Morning report

Elderly immunocompromised man with several years of intermittent dry cough but more green and productive over the last month. Carries diagnosis of asthma on symbicort and PE on eliquis. Afebrile, satting well on room air, but some bibasilar crackles.

Chest imaging showed scattered opacities, slightly reticular, more at the bases. He improved with CTX/azithro; after a week, grew a variety of NTM organisms from multiple samples, including M. abscessus (usually want to treat, more likely to progress and more virulent than MAC).

Group consensus was to send for susceptibilities at National Jewish, but not to treat given symptomatic improvement and repeat CT was much improved (near normal) without treatment for NTM.

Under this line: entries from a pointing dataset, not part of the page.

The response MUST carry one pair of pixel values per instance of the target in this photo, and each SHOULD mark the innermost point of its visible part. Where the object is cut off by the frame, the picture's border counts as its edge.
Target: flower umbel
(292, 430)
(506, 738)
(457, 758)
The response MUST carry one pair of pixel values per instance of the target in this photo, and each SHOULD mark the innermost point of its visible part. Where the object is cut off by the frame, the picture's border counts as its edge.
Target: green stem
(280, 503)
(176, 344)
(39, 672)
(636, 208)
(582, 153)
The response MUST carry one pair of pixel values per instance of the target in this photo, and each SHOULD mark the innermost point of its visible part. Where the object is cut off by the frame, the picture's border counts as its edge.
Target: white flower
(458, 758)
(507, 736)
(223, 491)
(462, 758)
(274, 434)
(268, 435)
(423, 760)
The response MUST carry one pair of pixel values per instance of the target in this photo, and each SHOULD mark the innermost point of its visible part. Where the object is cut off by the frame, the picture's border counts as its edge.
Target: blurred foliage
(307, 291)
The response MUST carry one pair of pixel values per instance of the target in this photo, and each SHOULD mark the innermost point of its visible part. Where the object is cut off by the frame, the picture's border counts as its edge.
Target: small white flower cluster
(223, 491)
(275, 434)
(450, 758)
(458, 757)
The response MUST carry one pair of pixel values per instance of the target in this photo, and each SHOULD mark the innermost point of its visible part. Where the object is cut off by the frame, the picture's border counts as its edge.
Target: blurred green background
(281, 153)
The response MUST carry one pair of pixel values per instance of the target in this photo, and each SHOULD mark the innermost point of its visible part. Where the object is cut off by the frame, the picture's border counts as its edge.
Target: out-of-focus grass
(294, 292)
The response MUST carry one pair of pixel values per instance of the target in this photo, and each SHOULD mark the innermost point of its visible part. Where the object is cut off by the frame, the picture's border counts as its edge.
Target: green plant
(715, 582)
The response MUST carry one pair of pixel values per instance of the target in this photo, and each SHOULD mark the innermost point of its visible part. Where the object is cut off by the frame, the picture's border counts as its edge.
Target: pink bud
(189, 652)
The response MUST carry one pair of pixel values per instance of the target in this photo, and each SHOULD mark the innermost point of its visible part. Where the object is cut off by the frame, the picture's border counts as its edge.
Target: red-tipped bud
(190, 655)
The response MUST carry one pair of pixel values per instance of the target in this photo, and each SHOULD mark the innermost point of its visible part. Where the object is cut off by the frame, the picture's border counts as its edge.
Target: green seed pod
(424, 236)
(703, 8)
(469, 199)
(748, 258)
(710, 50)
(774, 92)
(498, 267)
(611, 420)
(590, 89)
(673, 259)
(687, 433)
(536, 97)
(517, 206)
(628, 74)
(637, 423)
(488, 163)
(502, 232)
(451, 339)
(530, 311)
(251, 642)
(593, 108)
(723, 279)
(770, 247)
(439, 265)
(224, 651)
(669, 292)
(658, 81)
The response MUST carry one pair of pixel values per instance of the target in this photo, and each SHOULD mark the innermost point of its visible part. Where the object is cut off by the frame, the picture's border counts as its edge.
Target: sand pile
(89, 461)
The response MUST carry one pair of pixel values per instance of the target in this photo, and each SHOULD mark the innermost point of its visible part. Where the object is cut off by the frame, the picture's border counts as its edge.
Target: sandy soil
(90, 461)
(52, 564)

Teaching point: Susceptibility showed azithromycin susceptible but high MIC of 32, concerning for something that would have inducible azithro resistance. Functional erm gene also a marker of difficulty to eradicate.

Ongoing discussions regarding treating (if so, with what? to what goal?) and immunosuppression adjustments…

Thanks, Dr. Olson!

 

ILD Round-up 8-4-23

This week in ILD conference, Tim presented a case of fibrotic interstitial lung disease in a middle-aged woman who was born and raised in India and has lived in the US for several years. The CT showed diffuse fibrotic changes with air trapping but no particular apicobasilar gradient. CHP was suspected but HP panels negative and no clear exposure had been identified.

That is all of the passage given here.